A simples dúvida sobre a possibilidade de recondução de Augusto Aras à chefia da Procuradoria-Geral da República causa espanto e suscita polêmica. Mais espantoso e polêmico, contudo, é o presidente Luiz Inácio da Silva não descartar de pronto a hipótese.
Por mais improvável que seu entorno palaciano diga que seja tal escolha, Lula deixa prosperarem os questionamentos a respeito como quem maneja um balão de ensaio. Não impõe um reparo sequer aos elogios de petistas importantes à trajetória e à conduta do procurador.
Afirma que conversará "com todos", inclusive com Aras, para se decidir sem pressa nem submissão a pressões, confirmando que não levará em conta a lista tríplice da associação nacional dos procuradores.
À primeira vista, essa dubiedade soa incoerente ante a declarada disposição do presidente de desmontar o instrumental do antecessor. Nele, Augusto Aras teve papel crucial.

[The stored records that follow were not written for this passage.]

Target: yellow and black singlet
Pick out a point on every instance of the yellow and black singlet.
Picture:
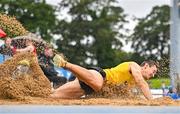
(119, 74)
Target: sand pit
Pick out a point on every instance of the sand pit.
(33, 83)
(34, 88)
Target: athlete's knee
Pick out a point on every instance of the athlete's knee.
(97, 85)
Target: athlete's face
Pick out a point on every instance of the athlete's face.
(149, 71)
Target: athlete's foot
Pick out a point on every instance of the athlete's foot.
(59, 61)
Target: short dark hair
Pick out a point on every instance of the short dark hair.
(150, 63)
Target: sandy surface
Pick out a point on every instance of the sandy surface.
(34, 88)
(92, 101)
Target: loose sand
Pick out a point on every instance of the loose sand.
(34, 88)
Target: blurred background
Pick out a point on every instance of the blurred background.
(100, 33)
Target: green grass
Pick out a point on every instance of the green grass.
(157, 82)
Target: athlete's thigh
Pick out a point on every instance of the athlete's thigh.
(69, 90)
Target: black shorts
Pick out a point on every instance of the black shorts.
(87, 88)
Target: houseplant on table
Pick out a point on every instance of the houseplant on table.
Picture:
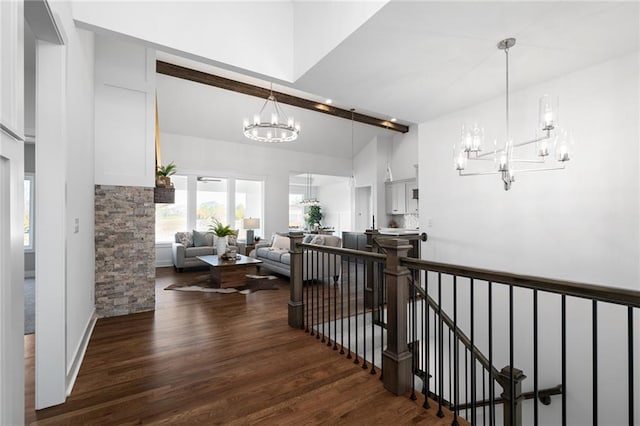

Arquivou a quase totalidade de casos que poderiam render problemas a Jair Bolsonaro, assim como o deputado Arthur Lira em sua indiferença à montanha de pedidos de impeachment apresentados à presidência da Câmara.
Um segundo olhar, porém, sinaliza a existência de sentido na ideia de que a sensibilidade de Augusto Aras para com interesses de governos independentemente do campo ideológico —como se vê na recente adaptação de procedimentos do procurador— seria um fator de segurança para o Planalto.
Se a mera possibilidade de recondução de um lado agride a coerência, de outro segue a lógica do gato escaldado que tem direcionado a conduta do presidente no critério para indicações ao Supremo Tribunal Federal e na abertura dos portos governamentais ao navio do centrão.
Natural que Lula reforce suas defesas, mas não é aceitável que cogite fazê-lo em prejuízo da função do Ministério Público de defesa da sociedade, cujos interesses nem sempre são os mesmos interessantes ao governo de turno.